Martinez, an 81st Air Control Squadron interface control technician, was born and raised in Puerto Rico. She relocated with her now ex-husband to the United States after he was offered a job in Louisiana following his separation from the Army Reserves. Despite Martinez having two bachelor’s degrees, one in accounting and one in human resources, from the University of Puerto Rico, it was difficult finding a job.
“Even though I earned my degrees in Puerto Rico, they are still valid,” said Martinez. “I was very much qualified for the jobs I applied for, but they did not see that. I ended up working at a youth center and as supervisor at an Apple store.”
After Martinez’s marriage ended, she needed to find an occupation that would allow her to provide for her son on her own.
“I wasn’t financially stable and I was alone since I left my family back in Puerto Rico,” said Martinez. “I enlisted in the Air Force because I needed to provide security, stability and time to my son. I wanted to have a second chance for me to follow my dreams and one day allow my son to accomplish his own dreams.”

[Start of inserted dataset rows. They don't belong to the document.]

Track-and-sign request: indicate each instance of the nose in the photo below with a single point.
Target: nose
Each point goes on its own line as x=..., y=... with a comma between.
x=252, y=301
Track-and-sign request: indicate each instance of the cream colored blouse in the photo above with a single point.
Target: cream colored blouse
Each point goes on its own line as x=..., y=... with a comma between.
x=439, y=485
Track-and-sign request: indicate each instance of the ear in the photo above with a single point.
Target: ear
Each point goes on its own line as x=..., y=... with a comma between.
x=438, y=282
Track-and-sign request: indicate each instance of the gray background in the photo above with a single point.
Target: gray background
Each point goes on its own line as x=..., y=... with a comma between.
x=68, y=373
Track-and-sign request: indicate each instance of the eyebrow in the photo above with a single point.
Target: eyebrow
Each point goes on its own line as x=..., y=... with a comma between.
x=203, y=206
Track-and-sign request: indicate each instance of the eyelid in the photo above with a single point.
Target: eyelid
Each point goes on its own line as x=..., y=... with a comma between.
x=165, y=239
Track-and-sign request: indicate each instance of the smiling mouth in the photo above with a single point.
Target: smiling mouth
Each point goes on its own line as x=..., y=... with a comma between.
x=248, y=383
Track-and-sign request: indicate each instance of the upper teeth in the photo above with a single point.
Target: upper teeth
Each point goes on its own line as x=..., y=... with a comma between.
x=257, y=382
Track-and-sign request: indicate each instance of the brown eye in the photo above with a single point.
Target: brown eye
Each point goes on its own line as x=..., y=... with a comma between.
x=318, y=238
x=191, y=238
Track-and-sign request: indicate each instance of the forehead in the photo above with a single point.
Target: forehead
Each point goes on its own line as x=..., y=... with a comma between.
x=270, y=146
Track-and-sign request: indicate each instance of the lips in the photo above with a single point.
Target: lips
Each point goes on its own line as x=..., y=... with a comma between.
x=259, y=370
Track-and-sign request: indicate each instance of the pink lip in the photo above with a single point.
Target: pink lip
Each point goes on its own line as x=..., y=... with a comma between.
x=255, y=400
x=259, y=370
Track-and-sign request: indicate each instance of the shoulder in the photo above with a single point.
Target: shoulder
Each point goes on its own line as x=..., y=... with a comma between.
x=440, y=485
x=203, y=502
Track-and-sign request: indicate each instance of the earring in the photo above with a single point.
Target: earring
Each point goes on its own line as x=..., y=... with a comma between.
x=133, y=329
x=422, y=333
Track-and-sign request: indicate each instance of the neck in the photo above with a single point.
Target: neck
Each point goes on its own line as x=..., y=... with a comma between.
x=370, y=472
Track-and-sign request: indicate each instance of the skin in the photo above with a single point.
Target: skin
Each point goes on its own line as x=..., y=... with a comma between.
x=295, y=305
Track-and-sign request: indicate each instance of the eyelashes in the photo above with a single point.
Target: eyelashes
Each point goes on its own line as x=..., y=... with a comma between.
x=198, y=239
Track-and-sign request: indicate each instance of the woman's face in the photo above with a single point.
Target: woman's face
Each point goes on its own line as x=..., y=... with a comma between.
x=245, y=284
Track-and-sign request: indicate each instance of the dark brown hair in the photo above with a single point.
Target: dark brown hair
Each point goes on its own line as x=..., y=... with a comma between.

As an interface control technician, Martinez ensures all equipment and software is up-to-date while providing surveillance and link connectivity to aircraft. She directly supports Tyndall’s mission to project unrivaled combat air power by supporting the Weapons Systems Evaluation Program and live fire missile missions.
Although enlisting provided stability, benefits and support for Martinez’s family, it also came with a unique set of challenges.
“In the beginning it was difficult to navigate speaking English, I learned English in school but I didn’t practice it much,” explained Martinez. “In basic military training, I had my instructor yelling commands at me that I didn’t understand.”
The language barrier between Martinez and her peers was a daily obstacle to overcome as she had spoken Spanish all her life. Another difficult adjustment was the change from being a military wife to an Airman.
“When I was a spouse, I was at home taking care of my son by myself,” said Martinez. “I was in charge of the money, my son, the household, it was a lot to manage while trying to keep in contact with my husband, who deployed a lot.”
Now, Martinez has all of the same responsibilities as a mother with additional responsibilities as an Airman.
“I had been around service members for a while, but I didn’t understand how different my view of things would change by doing it myself,” said Martinez. “As a mother, you know your child comes first. As an Airman, the mission has to come first. It was tough being away from my son during training but he was my motivation through it.”
Managing doctors’ appointments, school events, and work is made easy because of her leadership’s willingness to adapt to Martinez’s son’s needs.
“I was worried I would struggle taking care of my son,” said Martinez. “Now not only do I have stability, I have a new family. My squadron is understanding, they ask about my son and I know they truly care. I’m glad we had our financial struggles early in life so we can appreciate all we have today.”